Notre CEO est donc parti avec armes et bagages, son épouse et leurs deux enfants pour emménager au Nord de San Francisco, en avril 2014. Rétrospectivement, la famille aurait gagné à finir l’année scolaire en France et à partir en Juillet pour que la rentrée de Septembre se fasse aux US. Le DG, qui était aussi co-fondateur, prit la relève de la direction générale en France. Le board avait relevé le risque de déstabilisation de l’équipe en France une fois le CEO parti aux US, mais ce risque semblait sous contrôle. Les activités naissantes de STARTUP en Chine furent maintenues et gérées par le DG, comme par le passé.

Les bonnes surprises et validations

La première bonne surprise fut que les craintes sur l’équilibre de l’équipe en France « privée de son CEO, leader charismatique » étaient infondées. L’équipe des 4 ou 5 top managers (DG, CTO, CFO, VP Biz Dev) était solide et prit le relais sur les fonctions de general management, la conduite du business dans toute l’Europe et même, en partie, la relation avec les investisseurs européens. La culture d’entreprise resta forte et stable sur les 2 années qui suivirent, avec le même focus sur l’exécution. En plaisantant, le CEO fit la remarque qu’il avait réussi au-delà de ses espoirs à se rendre inutile. Il maintint néanmoins une réunion d’update chaque lundi matin avec l’équipe par Skype.

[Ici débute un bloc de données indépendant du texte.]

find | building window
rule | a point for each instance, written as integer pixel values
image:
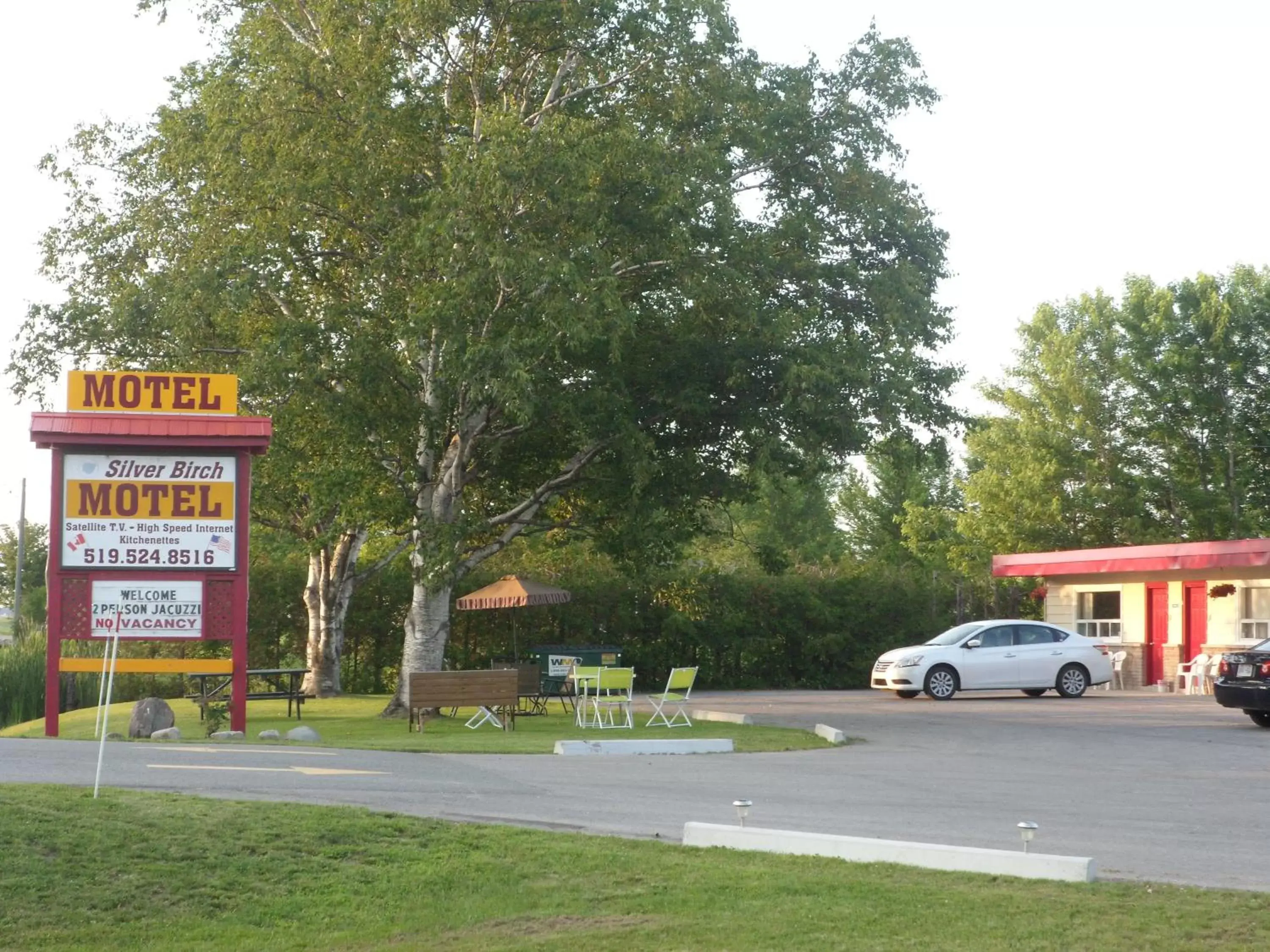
(1255, 616)
(1098, 615)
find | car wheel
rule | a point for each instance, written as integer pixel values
(1072, 681)
(941, 683)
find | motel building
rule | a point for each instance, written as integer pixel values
(1161, 605)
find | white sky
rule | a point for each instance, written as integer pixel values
(1075, 144)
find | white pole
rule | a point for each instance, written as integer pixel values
(106, 714)
(101, 686)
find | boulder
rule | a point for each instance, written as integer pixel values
(150, 715)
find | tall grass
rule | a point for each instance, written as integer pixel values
(22, 678)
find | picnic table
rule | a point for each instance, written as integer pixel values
(284, 683)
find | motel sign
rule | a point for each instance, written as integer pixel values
(149, 523)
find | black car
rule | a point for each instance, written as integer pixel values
(1244, 682)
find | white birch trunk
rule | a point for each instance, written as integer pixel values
(328, 593)
(427, 630)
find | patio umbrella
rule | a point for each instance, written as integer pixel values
(512, 592)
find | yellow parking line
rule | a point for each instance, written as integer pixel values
(306, 771)
(295, 752)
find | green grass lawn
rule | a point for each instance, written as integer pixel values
(176, 872)
(355, 723)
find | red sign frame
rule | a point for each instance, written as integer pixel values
(225, 591)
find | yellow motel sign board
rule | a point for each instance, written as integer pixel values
(141, 391)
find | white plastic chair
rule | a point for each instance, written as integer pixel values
(1190, 674)
(1215, 672)
(1117, 671)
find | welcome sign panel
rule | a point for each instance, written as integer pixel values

Le CEO pût également poursuivre efficacement les recrutements clés aux US, avec en 2015 l’arrivée d’un nouveau VP Communication. Le package du nouvel arrivant était tellement décorrélé des échelles de salaire en Europe qu’il aurait sans doute été délicat pour le board de valider cette nouvelle rémunération si le CEO n’avait pas, sur place, fait son enquête sur les packages moyens à ce niveau de compétence, puis défendu le dossier avec la conviction nécessaire.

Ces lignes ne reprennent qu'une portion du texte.